I gave readers the wine’s story, in terms of rarity, relevance and a major “x factor”, and asked them to suggest a fair price for it. I’m curious as to what people here think, too.
The Wine: ‘The Summit’ 2007, the first vintage of Silver Heights, one of China’s most famous wineries.
Production: ~1000 bottles. How many remain unopened? The winery owner told me numerous times that she has no bottles left. The original distributor told me this week, “You are one of the few people in the world, it not the only [one], with those [wines].”
Relevance: This wine helped put the Ningxia region on the world wine map. Critic Jancis Robinson wrote, “It was Silver Heights’ Summit bottlings of their first proper vintage 2007… that first drew my attention to this high-altitude, reclaimed desert of a wine region. It seemed so much better, more concentrated but gentle in texture, than any other Chinese wine I had tasted…”
Quality: This is an x factor. Is this wine still likely to be in good drinking condition?
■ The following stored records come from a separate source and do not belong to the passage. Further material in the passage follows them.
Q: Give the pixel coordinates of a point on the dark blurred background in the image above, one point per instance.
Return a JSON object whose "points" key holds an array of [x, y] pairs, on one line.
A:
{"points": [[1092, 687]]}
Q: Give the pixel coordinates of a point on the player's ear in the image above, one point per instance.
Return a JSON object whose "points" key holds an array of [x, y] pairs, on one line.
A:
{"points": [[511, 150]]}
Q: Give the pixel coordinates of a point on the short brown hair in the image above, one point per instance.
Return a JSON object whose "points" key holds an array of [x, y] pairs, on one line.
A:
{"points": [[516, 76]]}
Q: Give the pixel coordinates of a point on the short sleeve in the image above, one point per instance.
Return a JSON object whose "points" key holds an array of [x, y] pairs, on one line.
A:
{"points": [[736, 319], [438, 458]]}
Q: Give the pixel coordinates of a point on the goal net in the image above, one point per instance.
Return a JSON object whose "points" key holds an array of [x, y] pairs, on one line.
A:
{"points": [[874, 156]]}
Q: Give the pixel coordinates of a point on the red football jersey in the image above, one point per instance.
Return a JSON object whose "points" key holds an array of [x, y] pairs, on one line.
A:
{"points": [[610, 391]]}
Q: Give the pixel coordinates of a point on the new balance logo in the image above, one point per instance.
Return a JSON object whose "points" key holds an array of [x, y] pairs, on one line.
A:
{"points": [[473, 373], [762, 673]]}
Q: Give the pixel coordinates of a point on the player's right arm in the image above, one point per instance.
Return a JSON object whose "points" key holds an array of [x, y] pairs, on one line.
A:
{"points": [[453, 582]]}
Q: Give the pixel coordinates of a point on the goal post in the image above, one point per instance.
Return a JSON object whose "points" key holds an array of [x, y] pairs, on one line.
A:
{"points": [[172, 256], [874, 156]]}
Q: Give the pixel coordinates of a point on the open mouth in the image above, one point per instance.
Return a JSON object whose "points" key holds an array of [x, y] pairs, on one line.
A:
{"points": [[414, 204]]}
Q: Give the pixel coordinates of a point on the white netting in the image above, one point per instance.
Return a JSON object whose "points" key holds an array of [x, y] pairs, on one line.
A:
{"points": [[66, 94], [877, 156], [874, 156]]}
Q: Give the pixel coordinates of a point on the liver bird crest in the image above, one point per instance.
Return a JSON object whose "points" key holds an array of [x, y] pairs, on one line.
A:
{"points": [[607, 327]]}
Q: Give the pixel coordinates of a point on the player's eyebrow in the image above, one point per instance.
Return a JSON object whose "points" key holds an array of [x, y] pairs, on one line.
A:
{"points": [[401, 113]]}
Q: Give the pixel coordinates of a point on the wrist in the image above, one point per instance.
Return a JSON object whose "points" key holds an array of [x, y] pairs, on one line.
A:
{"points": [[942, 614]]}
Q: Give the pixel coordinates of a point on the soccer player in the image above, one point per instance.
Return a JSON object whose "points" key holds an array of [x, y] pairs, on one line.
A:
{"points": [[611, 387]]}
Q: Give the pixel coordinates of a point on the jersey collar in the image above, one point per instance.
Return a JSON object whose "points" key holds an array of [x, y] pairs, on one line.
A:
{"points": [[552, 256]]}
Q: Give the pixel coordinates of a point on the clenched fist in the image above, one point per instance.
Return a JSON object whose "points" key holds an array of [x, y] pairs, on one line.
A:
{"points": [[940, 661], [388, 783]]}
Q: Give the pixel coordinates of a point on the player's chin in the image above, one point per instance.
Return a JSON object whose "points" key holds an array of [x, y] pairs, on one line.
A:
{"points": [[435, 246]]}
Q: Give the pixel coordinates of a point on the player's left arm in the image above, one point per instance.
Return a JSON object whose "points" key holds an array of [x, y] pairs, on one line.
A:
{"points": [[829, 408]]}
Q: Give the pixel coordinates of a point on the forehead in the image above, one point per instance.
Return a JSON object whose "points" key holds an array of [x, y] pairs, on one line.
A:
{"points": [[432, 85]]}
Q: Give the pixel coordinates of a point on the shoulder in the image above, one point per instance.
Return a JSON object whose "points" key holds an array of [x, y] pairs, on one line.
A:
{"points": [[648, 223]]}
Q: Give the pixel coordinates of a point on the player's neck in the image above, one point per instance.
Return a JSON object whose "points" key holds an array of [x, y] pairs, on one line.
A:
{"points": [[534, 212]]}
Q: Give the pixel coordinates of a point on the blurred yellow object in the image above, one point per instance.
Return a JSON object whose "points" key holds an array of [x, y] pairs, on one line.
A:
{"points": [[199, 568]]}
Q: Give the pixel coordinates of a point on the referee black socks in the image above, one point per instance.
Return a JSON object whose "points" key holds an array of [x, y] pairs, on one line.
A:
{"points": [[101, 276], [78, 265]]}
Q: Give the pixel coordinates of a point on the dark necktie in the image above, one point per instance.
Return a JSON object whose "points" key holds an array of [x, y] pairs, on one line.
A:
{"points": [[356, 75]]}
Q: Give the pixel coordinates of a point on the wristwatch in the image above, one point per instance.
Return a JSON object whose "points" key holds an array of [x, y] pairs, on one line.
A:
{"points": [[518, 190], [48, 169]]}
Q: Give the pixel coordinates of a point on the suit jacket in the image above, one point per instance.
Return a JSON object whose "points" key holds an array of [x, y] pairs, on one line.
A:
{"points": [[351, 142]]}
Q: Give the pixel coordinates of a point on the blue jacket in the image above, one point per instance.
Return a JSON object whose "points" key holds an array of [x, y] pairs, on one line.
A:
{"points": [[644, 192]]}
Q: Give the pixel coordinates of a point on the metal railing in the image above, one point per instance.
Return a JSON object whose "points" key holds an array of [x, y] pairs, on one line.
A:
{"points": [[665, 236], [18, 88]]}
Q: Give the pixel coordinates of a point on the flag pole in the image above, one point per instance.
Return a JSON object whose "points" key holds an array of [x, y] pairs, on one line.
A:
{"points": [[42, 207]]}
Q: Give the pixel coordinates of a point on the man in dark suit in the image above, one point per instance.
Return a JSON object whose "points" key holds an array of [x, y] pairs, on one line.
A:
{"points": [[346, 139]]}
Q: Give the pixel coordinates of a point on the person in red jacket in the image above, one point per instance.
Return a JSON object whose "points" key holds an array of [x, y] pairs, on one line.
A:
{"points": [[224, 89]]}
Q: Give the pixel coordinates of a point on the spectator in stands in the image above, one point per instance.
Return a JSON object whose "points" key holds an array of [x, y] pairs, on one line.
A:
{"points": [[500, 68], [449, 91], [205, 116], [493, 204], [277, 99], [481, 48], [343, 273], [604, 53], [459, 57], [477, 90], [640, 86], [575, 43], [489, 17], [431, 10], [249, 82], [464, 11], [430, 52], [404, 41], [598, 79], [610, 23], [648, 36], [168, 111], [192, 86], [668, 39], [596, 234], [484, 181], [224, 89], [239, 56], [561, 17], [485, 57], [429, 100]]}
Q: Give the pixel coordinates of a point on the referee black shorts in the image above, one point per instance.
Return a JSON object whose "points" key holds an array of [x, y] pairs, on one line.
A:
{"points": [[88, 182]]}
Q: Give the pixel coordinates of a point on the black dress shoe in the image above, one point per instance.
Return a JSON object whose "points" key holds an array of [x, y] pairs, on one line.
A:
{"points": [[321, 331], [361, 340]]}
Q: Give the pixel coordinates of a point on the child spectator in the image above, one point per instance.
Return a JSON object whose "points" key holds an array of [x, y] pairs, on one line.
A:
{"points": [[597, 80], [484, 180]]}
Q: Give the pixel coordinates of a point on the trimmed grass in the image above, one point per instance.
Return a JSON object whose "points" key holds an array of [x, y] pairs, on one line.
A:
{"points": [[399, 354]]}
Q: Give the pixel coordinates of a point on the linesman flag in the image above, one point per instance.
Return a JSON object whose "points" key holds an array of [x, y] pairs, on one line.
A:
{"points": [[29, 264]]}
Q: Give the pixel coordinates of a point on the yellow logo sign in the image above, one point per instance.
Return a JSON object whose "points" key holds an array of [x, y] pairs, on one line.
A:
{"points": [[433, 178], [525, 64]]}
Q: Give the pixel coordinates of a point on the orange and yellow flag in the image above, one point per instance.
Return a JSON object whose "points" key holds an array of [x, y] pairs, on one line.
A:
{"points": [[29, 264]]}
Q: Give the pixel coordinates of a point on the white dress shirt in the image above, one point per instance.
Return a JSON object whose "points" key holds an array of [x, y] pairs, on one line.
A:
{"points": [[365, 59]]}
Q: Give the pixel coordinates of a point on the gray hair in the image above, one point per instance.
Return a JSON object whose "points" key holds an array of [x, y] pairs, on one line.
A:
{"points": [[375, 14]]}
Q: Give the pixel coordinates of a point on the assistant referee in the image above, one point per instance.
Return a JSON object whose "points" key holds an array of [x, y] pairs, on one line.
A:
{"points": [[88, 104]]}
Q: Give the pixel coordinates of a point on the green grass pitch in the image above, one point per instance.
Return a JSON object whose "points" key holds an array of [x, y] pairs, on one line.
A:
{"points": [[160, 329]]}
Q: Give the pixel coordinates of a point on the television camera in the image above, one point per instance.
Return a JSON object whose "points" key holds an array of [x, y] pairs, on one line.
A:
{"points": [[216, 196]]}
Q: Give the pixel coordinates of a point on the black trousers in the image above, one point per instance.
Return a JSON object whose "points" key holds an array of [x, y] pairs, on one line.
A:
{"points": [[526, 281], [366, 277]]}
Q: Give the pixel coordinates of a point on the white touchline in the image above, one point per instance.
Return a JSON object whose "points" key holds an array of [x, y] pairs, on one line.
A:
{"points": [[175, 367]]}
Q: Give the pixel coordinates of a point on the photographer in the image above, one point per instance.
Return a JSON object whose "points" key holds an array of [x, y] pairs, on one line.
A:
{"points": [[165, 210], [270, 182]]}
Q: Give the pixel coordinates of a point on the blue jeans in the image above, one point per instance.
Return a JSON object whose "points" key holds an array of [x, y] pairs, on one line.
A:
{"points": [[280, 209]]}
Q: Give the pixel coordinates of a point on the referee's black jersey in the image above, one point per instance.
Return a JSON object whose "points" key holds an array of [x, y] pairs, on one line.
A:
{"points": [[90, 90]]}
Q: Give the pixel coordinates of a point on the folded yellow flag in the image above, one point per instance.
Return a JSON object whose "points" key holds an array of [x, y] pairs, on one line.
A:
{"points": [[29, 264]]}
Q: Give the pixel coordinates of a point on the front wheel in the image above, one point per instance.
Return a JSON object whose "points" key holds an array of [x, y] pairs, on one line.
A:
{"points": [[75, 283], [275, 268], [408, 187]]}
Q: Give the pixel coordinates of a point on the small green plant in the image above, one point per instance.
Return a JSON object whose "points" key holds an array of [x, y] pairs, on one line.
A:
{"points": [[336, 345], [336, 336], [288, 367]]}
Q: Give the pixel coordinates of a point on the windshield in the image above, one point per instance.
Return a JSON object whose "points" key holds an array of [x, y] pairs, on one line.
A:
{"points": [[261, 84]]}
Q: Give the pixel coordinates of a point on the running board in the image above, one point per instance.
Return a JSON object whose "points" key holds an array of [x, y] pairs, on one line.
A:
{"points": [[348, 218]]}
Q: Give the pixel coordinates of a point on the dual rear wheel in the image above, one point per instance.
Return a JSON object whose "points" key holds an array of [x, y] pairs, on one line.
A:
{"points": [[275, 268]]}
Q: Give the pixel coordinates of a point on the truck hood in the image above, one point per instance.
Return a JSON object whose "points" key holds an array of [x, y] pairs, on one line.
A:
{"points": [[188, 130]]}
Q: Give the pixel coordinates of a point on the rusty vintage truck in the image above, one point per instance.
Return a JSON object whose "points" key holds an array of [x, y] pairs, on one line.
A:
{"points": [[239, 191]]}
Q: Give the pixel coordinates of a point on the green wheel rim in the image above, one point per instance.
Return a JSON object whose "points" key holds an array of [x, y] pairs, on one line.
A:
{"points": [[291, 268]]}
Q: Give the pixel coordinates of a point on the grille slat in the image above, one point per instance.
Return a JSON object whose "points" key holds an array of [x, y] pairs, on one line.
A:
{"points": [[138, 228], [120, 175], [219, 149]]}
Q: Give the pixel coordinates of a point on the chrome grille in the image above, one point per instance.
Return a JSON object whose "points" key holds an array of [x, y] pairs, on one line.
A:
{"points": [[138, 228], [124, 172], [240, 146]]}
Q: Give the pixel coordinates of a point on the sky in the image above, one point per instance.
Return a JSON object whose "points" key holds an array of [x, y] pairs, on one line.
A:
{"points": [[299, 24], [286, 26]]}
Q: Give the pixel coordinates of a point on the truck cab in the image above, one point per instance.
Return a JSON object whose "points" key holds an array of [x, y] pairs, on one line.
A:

Or is it already “over the hill”?
(As a reference, I tasted a 2011 wine from fellow Ningxia winery Kanaan yesterday, one I understand used fruit from the same vineyard as ‘The Summit’ 2007, and it is still vibrant. See below.)
So, what is a fair price?
The same as what I paid many years ago: ~USD40? Less because of the risk it has aged out? More because of its rarity and history?
And if more, how much more? Is one of the last bottles from the first vintage of a major China winery worth more than, say, a recent bottle from LVMH’s Ao Yun?